Finally, we ought to mention that DL presents several advantages for yield estimation and forecasts, like the ability to handle large and complex data; its independence on hand-engineered features; its capacity to deal with sequential data (time series); the ability to handle missing data and also non-linear relationships; its scalability, which allows for data to be deployed on cloud platforms and edge devices; its generalization ability, since DL methods are able to learn abstract and hierarchical representations of data; and its improved performance, as it is able to deliver highly accurate results.

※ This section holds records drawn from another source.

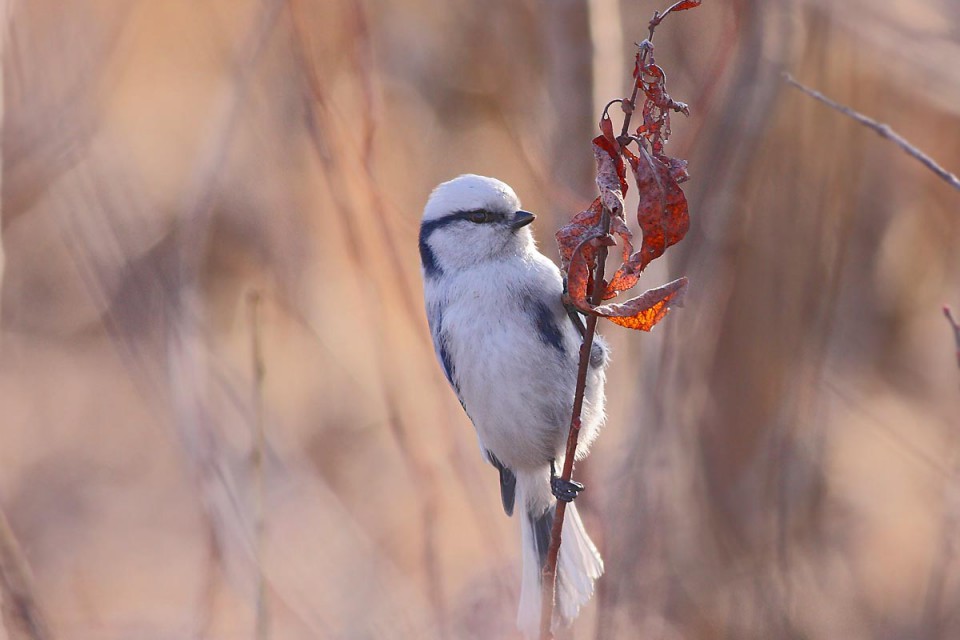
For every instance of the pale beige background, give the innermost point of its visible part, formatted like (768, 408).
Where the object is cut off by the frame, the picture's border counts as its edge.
(780, 459)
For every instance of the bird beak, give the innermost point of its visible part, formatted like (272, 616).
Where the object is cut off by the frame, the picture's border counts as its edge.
(521, 219)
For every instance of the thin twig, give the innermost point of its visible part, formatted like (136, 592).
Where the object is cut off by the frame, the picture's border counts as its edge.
(956, 330)
(20, 615)
(883, 130)
(259, 372)
(549, 577)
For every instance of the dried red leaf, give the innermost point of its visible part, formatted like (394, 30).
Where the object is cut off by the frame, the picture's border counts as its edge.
(647, 309)
(663, 214)
(572, 234)
(581, 266)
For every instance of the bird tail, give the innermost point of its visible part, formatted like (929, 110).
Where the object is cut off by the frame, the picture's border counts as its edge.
(578, 566)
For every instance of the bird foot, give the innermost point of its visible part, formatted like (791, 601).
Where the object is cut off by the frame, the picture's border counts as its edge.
(565, 490)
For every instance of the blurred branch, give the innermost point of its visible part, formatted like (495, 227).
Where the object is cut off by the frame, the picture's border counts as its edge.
(259, 371)
(956, 330)
(21, 615)
(883, 130)
(4, 26)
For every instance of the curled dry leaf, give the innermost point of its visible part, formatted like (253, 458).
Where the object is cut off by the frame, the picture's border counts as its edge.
(662, 213)
(571, 235)
(647, 309)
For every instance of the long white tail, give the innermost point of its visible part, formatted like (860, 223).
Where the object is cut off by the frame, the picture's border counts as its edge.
(578, 566)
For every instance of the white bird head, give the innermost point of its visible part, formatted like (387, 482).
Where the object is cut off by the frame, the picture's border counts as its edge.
(469, 220)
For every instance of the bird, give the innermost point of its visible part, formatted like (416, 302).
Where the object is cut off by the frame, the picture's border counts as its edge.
(509, 347)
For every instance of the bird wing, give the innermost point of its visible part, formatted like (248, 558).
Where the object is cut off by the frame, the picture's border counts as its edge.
(443, 354)
(508, 482)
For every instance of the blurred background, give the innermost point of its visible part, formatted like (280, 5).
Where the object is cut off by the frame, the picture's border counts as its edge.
(195, 192)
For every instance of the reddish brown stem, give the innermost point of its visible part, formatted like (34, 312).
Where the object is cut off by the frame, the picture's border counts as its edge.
(549, 577)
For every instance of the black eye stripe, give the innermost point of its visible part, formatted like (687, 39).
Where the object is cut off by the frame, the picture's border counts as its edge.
(478, 216)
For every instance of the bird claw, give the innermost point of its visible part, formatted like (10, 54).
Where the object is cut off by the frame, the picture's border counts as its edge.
(565, 490)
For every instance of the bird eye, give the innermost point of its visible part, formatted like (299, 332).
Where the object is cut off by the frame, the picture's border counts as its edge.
(480, 217)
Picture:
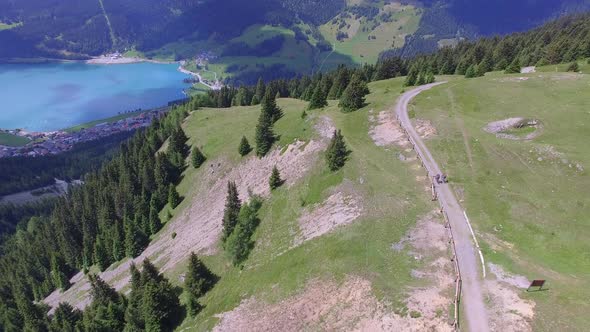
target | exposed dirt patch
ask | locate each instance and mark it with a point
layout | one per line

Nevertheless, DL approaches are data-intensive and do not work well with limited data; they are dependent on human expertise for defining the optimal network architecture and the ideal settings for the parameterization and hyperparameterization processes, and demand high computational costs, since they require significant hardware resources, including powerful GPUs and large amounts of memory, which can be costly and time-consuming. In brief, DL remains a “black-box” model, as it is difficult to understand how the model makes predictions and identifies the factors that influence the predictions [13,105]. However, it is expected that empirical yield estimation models relying on DL, including sugarcane yield estimation models, will grow and gain increasing importance and visibility.

4.5. Limitations

Remote sensing-based sugarcane yield estimation models offer an opportunity to access information at the field scale and for extensive areas, with a low cost and in a well-timed manner, which is relevant for sugarcane producers to improve crop yield production, reduce costs, and help crop management and logistics [12]. However, these models differ in the degree of parameterization needed and the ability to simulate different cultivars and different stress conditions, hindering their application for sugarcane, given the lack of understanding of their capabilities, limitations, and difficulties, and the general lack of model credibility [106]. Ref. [32] concluded that most remote sensing-based models to predict sugarcane yield have been limited in their scope, often only detecting reasonably strong correlations between satellite imagery and sugarcane yield when considering yields and imagery averaged over large regions. They pointed out limitations related to their use over large areas and to provide early information. Also, high-quality field data are required for model development, and more effort is needed to parameterize and validate models to improve the reliability of crop simulations. Different physiological and growth parameters used in models vary among sugarcane cultivars, and therefore need to be estimated from data to appropriately predict growth and yields. Region-specific calibrations of models are also essential [106].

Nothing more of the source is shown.